En avril de cette année, j’avais relayé sur ce blog l’information concernant le différent qui oppose toujours la nouvelle équipe municipale de CUERS à une association culturelle qui produit des spectacles, notamment du théâtre de rue (cliquez ICI, puis LÀ, pour relire les articles).
Manifestement, cette histoire n’est pas enterrée. Voici un communiqué établi par « l'Observatoire de la Liberté de Création » et par la section de Toulon de la « Ligue des Droits de l'Homme » :
Gilbert PERUGINI, nouveau maire de CUERS, s’est signalé au printemps dernier. Il a interdit dans sa ville un spectacle de rue, puis attaqué une compagnie invitée pour « dégradation de la voie publique, incitation à la désobéissance et atteinte à la République (outrage à drapeau) », puis tenté de poser des scellés sur la bibliothèque de théâtre Armand-Gatti qui abrite les locaux de la compagnie Orphéon.
Il vient de s’illustrer par un nouvel exploit. Le maire ose écrire : « Etant donné l’absence de réponse de Monsieur le Procureur de la République suite à la plainte déposée par nos soins, nous vous confirmons notre décision de suspendre jusqu’à nouvel ordre toutes les activités de votre association. » Le courrier a été remis par des policiers municipaux à la présidente de l’association Orphéon le 4 septembre.
Le travail théâtral est réputé dans toute la région PACA, mais aussi par ses pairs (elle a reçu au printemps un Prix des Écrivains associés du théâtre). La décision du maire l’informant d’avoir à cesser toute activité aurait notamment pour conséquence la fermeture d’une bibliothèque théâtrale unique, contenant plus de 9 000 volumes.
La section de Toulon de la Ligue des Droits de l’Homme et l’Observatoire de la Liberté de Création demandent solennellement à Madame le ministre de la Culture, et au préfet du Var, d’intervenir auprès de cet élu pour mettre un terme à ces voies de faits, et aux menaces, intolérables dans une démocratie, qu’il fait peser sur cette association.
Paris, le 10 septembre 2008
Ensuite, je ne résiste pas au plaisir de reproduire ici un texte signé Jacques LAURESTURE, pseudonyme protégeant un responsable culturel soumis à un certain devoir de réserve :
Monsieur le Maire, nous tenions à vous féliciter de votre courage pour avoir osé braver l’irruption artistique qui risquait d’endommager cruellement la ville de Cuers.
En effet, une artiste, Kristin, 52 ans, prétendait écrire sur les murs ou sur l’asphalte des textes dangereux, pire, poétiques.
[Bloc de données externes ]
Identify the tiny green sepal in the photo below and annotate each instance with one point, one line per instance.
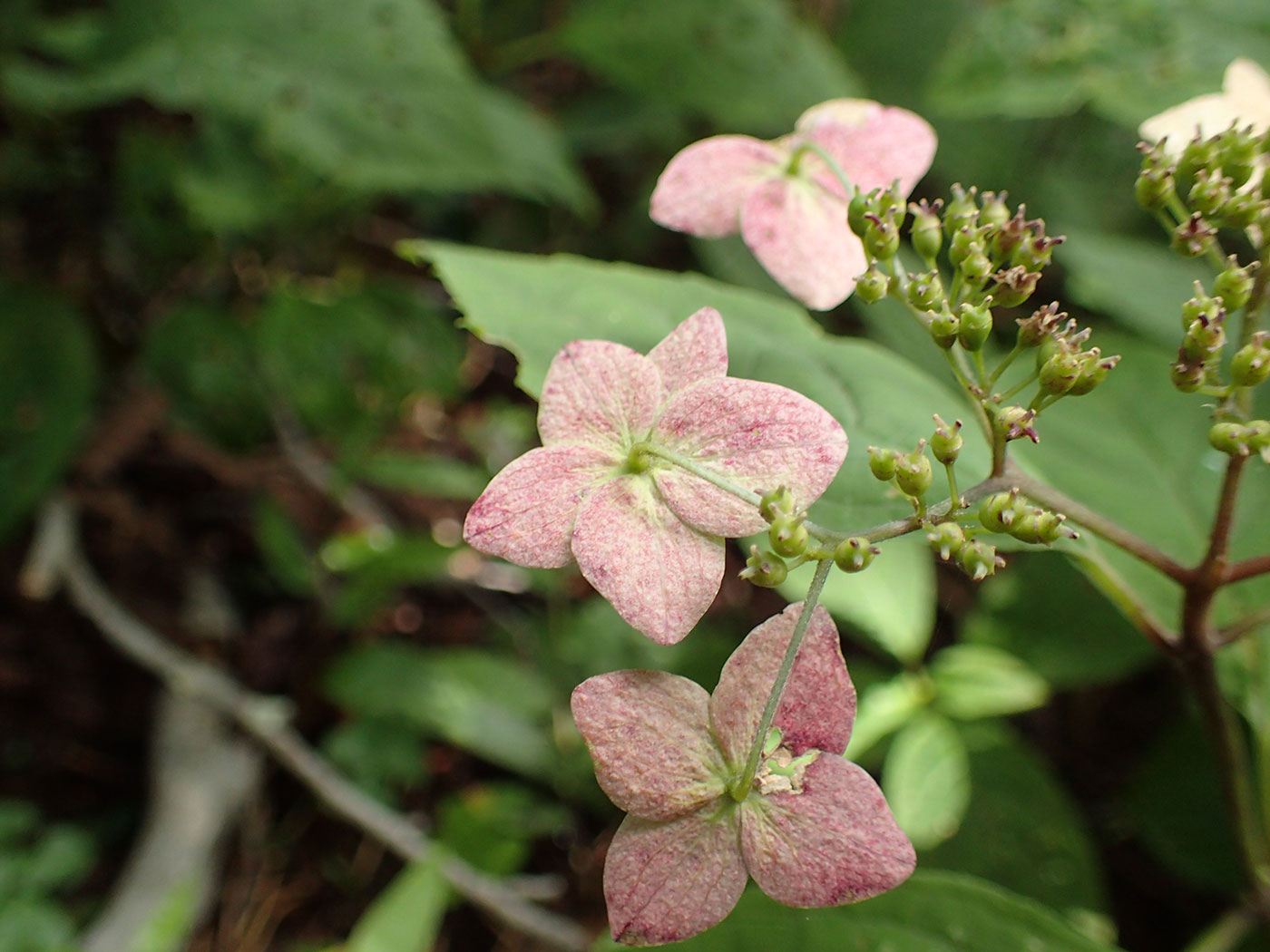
(855, 554)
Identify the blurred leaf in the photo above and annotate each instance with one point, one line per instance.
(1129, 59)
(980, 681)
(46, 393)
(489, 704)
(749, 65)
(1021, 829)
(406, 914)
(926, 780)
(375, 97)
(1044, 612)
(533, 305)
(892, 603)
(933, 911)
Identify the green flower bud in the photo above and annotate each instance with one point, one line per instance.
(913, 472)
(946, 442)
(1250, 365)
(873, 285)
(764, 568)
(943, 327)
(882, 463)
(1229, 438)
(777, 504)
(980, 560)
(787, 536)
(854, 554)
(1234, 286)
(946, 539)
(927, 231)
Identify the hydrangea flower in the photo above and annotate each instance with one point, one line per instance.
(1244, 101)
(815, 831)
(647, 535)
(790, 209)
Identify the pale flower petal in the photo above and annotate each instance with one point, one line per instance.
(759, 435)
(702, 187)
(666, 881)
(650, 738)
(831, 843)
(694, 351)
(526, 513)
(797, 231)
(600, 393)
(818, 704)
(659, 574)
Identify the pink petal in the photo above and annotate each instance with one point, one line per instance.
(702, 187)
(669, 879)
(650, 736)
(873, 146)
(818, 704)
(694, 351)
(600, 393)
(832, 843)
(659, 574)
(797, 231)
(527, 510)
(759, 435)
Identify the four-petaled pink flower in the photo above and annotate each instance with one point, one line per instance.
(787, 205)
(815, 829)
(647, 535)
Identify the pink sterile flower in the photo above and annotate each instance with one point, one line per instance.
(648, 535)
(787, 205)
(813, 831)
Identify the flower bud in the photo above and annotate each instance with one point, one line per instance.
(913, 472)
(764, 568)
(946, 539)
(1235, 285)
(1250, 365)
(882, 463)
(980, 560)
(1229, 438)
(927, 231)
(777, 503)
(946, 442)
(873, 285)
(787, 536)
(854, 555)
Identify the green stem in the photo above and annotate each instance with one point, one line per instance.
(740, 787)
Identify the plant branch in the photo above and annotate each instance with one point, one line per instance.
(56, 560)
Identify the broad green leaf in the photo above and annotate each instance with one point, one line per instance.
(933, 911)
(46, 393)
(926, 778)
(980, 681)
(1021, 829)
(749, 65)
(892, 602)
(533, 305)
(406, 914)
(374, 97)
(485, 704)
(1043, 611)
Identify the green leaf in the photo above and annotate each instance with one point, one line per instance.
(374, 97)
(1021, 829)
(46, 393)
(533, 305)
(980, 681)
(485, 704)
(749, 65)
(926, 780)
(933, 911)
(406, 914)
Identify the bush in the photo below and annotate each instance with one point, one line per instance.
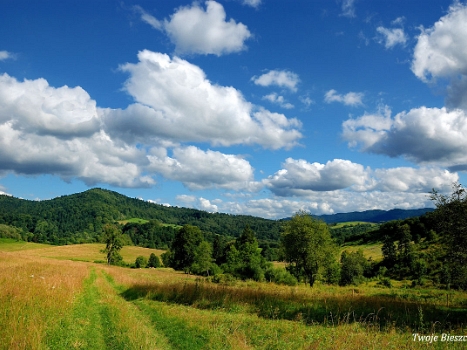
(223, 278)
(385, 282)
(140, 262)
(280, 276)
(154, 261)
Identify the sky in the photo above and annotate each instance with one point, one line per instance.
(257, 107)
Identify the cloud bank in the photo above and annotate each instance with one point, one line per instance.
(194, 30)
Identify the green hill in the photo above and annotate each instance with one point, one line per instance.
(80, 217)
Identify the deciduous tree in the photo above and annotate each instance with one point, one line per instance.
(308, 247)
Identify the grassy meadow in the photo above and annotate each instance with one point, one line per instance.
(56, 297)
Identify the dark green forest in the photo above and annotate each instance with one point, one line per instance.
(429, 248)
(80, 218)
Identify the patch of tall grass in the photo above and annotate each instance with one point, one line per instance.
(34, 294)
(380, 312)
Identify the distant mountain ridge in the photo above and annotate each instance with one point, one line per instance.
(79, 217)
(376, 216)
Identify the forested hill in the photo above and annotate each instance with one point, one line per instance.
(80, 217)
(376, 216)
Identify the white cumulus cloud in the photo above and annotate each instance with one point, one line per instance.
(194, 30)
(441, 50)
(281, 78)
(279, 100)
(177, 102)
(352, 99)
(4, 55)
(198, 169)
(391, 37)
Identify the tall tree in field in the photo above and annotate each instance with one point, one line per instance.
(113, 244)
(451, 217)
(185, 246)
(308, 247)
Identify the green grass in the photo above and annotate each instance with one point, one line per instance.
(55, 304)
(352, 223)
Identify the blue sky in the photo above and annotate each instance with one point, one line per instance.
(254, 107)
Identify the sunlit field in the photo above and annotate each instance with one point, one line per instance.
(57, 298)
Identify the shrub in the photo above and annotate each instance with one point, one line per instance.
(280, 276)
(154, 261)
(140, 262)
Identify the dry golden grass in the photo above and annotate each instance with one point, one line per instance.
(372, 251)
(87, 252)
(34, 293)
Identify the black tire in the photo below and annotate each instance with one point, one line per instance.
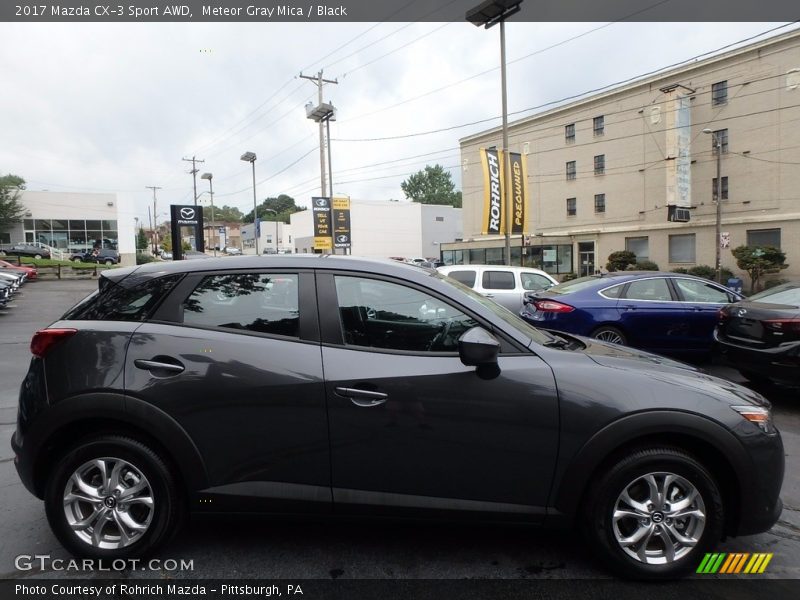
(624, 475)
(167, 511)
(606, 332)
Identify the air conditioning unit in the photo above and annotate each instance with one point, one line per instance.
(678, 214)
Évidemment, ils ne seraient pas restés très longtemps, la peinture disparaissant assez vite. Mais imaginez la situation sans votre valeureuse intervention : les citoyens, intrigués par des phrases incongrues, auraient fait appel à leur intelligence, à leur curiosité, à leur sensibilité. Plus grave, l’automobile, reine absolue de l’espace public, aurait perdu une part de sa suprématie. Et enfin, la publicité, qui orne si avantageusement tous les recoins de notre paysage visuel, aurait subi la concurrence d’un acte gratuit, sans but commercial, un pur objet de plaisir et d’intelligence.
On touchait là à l’essence même de notre civilisation, et votre détermination a permis d’éviter une catastrophe à côté de laquelle le 11 septembre apparaîtrait comme un fait-divers.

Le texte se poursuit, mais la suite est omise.